Fitch Ratings on Thursday retained India's long-term foreign currency Issuer Default Rating (IDR) at 'BBB-' with a 'stable outlook'.
"India's ratings balance a strong medium-term growth outlook and relative external resilience stemming from strong foreign reserve buffers, against high public debt, a weak financial sector and some lagging structural factors," Fitch said.
The rating agency said India's economy is expected to grow at 6.8 per cent in the financial year ending March 2020 (FY20) and 7.1 per cent in FY21. The accommodative monetary policy, an easing of bank regulations, and government spending will support economic growth.
"We estimate real GDP growth to have slowed slightly to 6.9 per cent in FY19 from 7.1 per cent a year earlier.

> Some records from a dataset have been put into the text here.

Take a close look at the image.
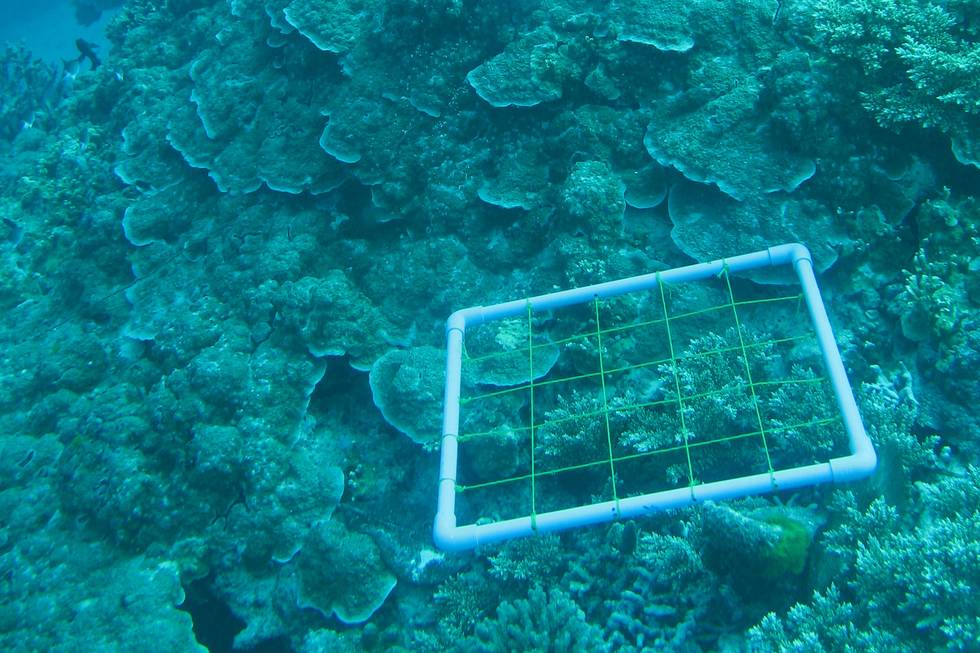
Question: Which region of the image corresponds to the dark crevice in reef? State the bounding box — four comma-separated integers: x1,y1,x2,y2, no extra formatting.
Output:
178,579,292,653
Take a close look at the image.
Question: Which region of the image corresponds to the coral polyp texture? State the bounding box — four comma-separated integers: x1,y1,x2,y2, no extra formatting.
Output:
0,0,980,653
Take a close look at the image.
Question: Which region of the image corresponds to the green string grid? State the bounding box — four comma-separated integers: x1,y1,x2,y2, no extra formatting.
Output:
456,269,840,526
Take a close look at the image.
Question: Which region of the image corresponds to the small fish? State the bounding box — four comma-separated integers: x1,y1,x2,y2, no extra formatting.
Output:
75,39,102,70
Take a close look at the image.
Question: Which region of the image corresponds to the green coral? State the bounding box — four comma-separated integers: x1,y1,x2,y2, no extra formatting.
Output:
458,585,605,653
813,0,980,142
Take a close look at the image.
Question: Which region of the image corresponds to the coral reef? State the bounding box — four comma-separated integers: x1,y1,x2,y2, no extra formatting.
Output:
0,0,980,653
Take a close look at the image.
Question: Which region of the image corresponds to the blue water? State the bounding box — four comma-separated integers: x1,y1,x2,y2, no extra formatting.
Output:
0,0,980,653
0,0,117,62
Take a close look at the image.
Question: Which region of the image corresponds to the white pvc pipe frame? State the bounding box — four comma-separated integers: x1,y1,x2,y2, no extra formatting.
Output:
433,243,877,551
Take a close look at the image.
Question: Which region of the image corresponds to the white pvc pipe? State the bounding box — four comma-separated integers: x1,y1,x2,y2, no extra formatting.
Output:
433,243,877,551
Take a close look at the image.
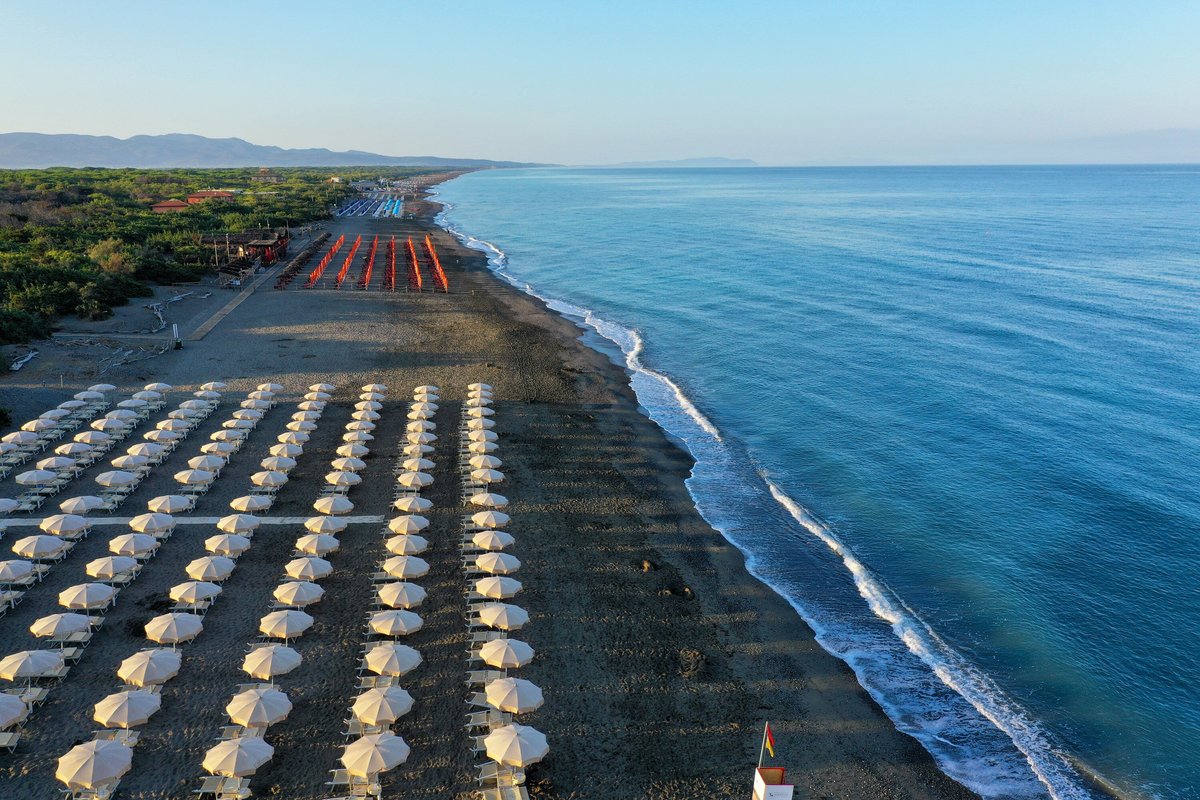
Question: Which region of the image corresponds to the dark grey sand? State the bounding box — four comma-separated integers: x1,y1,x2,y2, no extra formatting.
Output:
0,183,973,800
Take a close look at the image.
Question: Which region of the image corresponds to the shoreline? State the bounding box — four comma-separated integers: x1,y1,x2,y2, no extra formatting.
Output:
0,181,976,800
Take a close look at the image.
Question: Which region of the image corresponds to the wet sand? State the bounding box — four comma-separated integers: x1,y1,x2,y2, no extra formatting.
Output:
0,183,974,800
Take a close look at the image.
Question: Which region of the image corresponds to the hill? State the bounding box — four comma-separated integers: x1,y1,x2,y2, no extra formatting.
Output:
0,133,549,169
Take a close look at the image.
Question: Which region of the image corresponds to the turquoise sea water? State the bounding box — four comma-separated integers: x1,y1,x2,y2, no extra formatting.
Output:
439,167,1200,799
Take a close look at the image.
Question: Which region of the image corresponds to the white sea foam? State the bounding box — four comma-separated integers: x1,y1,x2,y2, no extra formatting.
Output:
436,185,1093,800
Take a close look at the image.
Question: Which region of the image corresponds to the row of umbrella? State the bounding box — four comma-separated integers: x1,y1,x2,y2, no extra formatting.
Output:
462,384,550,768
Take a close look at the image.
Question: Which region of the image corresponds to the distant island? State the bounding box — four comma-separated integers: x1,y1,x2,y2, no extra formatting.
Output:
0,133,547,169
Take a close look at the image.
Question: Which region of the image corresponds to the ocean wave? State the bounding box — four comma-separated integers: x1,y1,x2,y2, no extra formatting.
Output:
436,185,1094,800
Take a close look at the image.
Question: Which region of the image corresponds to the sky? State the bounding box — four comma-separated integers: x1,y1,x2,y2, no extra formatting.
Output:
0,0,1200,164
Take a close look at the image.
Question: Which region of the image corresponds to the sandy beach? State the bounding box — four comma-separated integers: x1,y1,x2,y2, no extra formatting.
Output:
0,181,974,800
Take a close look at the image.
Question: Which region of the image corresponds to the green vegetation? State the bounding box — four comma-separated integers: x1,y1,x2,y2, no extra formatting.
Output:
0,168,436,344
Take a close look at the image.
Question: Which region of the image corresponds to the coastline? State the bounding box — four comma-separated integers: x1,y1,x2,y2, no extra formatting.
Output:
0,181,974,800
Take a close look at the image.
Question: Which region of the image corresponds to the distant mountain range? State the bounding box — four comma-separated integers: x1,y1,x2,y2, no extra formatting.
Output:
0,133,545,169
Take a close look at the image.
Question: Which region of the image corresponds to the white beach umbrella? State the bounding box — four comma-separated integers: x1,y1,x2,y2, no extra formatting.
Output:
84,555,138,581
470,510,512,528
475,575,521,600
396,473,433,489
184,555,236,581
54,739,133,792
91,690,162,730
145,612,204,644
258,456,296,473
0,650,64,681
0,694,29,730
475,553,521,575
12,534,67,561
96,469,138,488
35,456,77,471
304,517,347,535
169,581,221,604
130,511,175,536
312,494,354,516
325,471,362,487
379,555,430,581
296,534,342,555
241,644,301,680
271,581,325,606
478,603,529,631
470,530,516,551
229,494,271,512
388,515,430,534
108,534,158,559
367,608,425,636
484,678,545,714
329,456,367,473
187,456,229,471
226,688,292,728
204,534,250,558
283,558,334,581
16,469,59,486
217,513,263,534
342,733,410,780
384,535,430,555
200,736,275,777
379,581,427,608
362,642,421,678
29,612,91,639
0,559,34,583
125,441,167,458
470,469,504,484
484,723,550,766
258,608,313,642
250,469,288,486
175,469,217,486
116,648,182,686
479,639,533,669
350,686,413,726
391,497,433,513
146,494,192,513
37,513,89,536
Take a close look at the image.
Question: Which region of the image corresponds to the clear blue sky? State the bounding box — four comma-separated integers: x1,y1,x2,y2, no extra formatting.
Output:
0,0,1200,163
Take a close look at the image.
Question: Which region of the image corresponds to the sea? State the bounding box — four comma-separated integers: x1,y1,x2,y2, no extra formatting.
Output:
437,166,1200,800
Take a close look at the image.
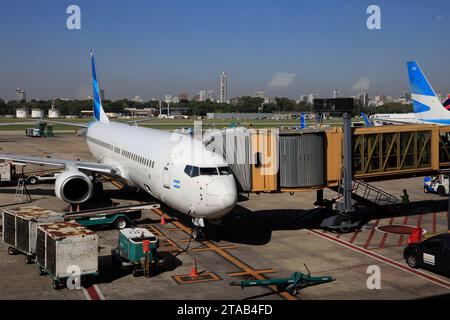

A deceleration in recent quarters has mainly been domestically driven, from weak manufacturing performance and low food inflation weighing on farmers' incomes. Limited available indicators also point to a rise in unemployment."
According to recently revised official GDP data, growth averaged 7.5 per cent in the five years up to and including FY19, which is more than twice as fast as the historical 'BBB' peer median of 3.6 per cent.
"Easing of foreign direct investment (FDI) regulations and a reduction in red tape appear to have reduced transaction costs, but difficulties in doing business in India continue to linger, coinciding with lacklustre FDI inflows. Gross FDI inflows into India of 1.4% of GDP in the year through 3Q18 were below the 1.7% of GDP four years earlier", the report added.